High Performance Graph-based Multi-view Clustering (HiPGMC) is an implementation of the novel GMC clustering algorithm exploiting both shared and distributed memory parallelism. It's written in C with a focus in simplicity and a lean footprint.
To build and run HiPGMC, the following prerequisites must be met:
- GNU make: Build management is handled via a very simple makefile.
- C compiler: Both GNU’s gcc and Intel’s icc have been confirmed to work.
- MPI: Both OpenMPI and Intel MPI have been tested. A threading level of
MPI_THREAD_MULTIPLE
is required. - OpenMP runtime: Both GNU and Intel alternatives work.
- BLAS: OpenBLAS recommended. For performance reasons, ensure your BLAS implementation is threaded. Intel’s MKL is also confirmed to work.
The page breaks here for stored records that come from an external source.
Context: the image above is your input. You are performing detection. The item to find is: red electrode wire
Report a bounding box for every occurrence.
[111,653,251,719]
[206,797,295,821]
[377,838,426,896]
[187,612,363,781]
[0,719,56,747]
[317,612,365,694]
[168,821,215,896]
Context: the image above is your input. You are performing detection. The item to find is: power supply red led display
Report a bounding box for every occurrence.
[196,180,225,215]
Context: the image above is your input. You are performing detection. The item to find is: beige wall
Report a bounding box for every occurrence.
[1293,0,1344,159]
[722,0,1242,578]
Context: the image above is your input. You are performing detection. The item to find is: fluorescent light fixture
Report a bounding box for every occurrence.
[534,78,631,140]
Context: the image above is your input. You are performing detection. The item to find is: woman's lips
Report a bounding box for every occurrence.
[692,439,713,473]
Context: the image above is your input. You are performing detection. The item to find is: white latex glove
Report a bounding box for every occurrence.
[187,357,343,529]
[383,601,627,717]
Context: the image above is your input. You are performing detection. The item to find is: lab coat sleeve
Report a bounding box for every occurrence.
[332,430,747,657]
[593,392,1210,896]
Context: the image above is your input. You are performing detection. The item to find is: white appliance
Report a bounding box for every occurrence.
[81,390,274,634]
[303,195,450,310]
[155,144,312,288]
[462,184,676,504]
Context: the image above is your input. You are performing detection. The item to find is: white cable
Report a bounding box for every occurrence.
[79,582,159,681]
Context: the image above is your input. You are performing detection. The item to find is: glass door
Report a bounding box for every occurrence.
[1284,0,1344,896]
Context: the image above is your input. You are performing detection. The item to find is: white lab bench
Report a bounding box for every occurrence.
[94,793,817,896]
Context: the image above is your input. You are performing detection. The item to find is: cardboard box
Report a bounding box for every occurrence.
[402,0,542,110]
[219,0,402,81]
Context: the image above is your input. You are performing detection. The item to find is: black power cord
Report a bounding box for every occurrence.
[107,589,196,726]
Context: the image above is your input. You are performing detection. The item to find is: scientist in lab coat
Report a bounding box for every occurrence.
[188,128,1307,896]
- ScaLAPACK: The reference implementation was tested. BLACS should be either included within ScaLAPACK or provided separately. Intel’s MKL also works.
- ELPA: ELPA should be built with OpenMP support and linked to the same library implementations as HiPGMC. For increased performance, make sure SIMD kernels are enabled.
After cloning the repository, navigate to its root folder and run make
with default settings to build the shared library. The output .so
and header files will be in the out
directory. To link to the library, these should be added to the library and include paths, respectively. make test
outputs a statically linked test executable.
#include <gmc_util.h>
#include <sys/time.h>
#include <stdio.h>
#include <mpi.h>
#include <gmc.h>
int main(int argc, char *argv[]) {
// MPI Initialization
int rank, ts, numprocs;
MPI_Init_thread(&argc, &argv, MPI_THREAD_MULTIPLE, &ts);
MPI_Comm_size(MPI_COMM_WORLD, &numprocs);
MPI_Comm_rank(MPI_COMM_WORLD, &rank);
if(ts != MPI_THREAD_MULTIPLE) {
printf("MPI concurrent messaging not supported. Exiting\n");
exit(1);
}
// BLACS Initialization
int context, blacs_rows, blacs_cols;
grid_dims(numprocs, &blacs_rows, &blacs_cols);
Cblacs_get(0, 0, &context);
Cblacs_gridinit(&context, "C", blacs_rows, blacs_cols);
if(!rank) {
printf("Process grid: %d rows, %d cols\n", blacs_rows, blacs_cols);
// Generate a toy dataset for testing
dataset d = { .path = "", .views = 3, .clusters = 4, .lambda = 1, .normalize = 0 };
matrix * X = generate_data(40000, 3, 100, 4, 0.7);
printf("Dataset generated! Press enter to start\n");
getchar();
printf("Running GMC...\n");
// Run GMC
struct timeval begin, end;
gettimeofday(&begin, 0);
gmc_result r = gmc(X, d.views, d.clusters, d.lambda,
d.normalize, MPI_COMM_WORLD, context);
gettimeofday(&end, 0);
// Display results
if(r.cluster_num != d.clusters) printf("Couldn't find %d clusters. Got %d instead\n", d.clusters, r.cluster_num);
printf("Iteration %d: λ=%lf\n", r.iterations, r.lambda);
printf("Time measured: %.4f seconds.\n", end.tv_sec - begin.tv_sec + (end.tv_usec - begin.tv_usec) * 1e-6);
// Clustering vector
for(int i = 0; i < r.n; i++) printf("%d ", r.y[i]);
printf("\n");
// Cleanup
free_gmc_result(r);
for(int i = 0; i < d.views; i++) free_matrix(X[i]);
free(X);
} else {
// Only rank 0 takes care of IO
gmc(NULL, 0, 0, 0, 0, MPI_COMM_WORLD, context);
}
Cblacs_gridexit(context);
MPI_Finalize();
return 0;
}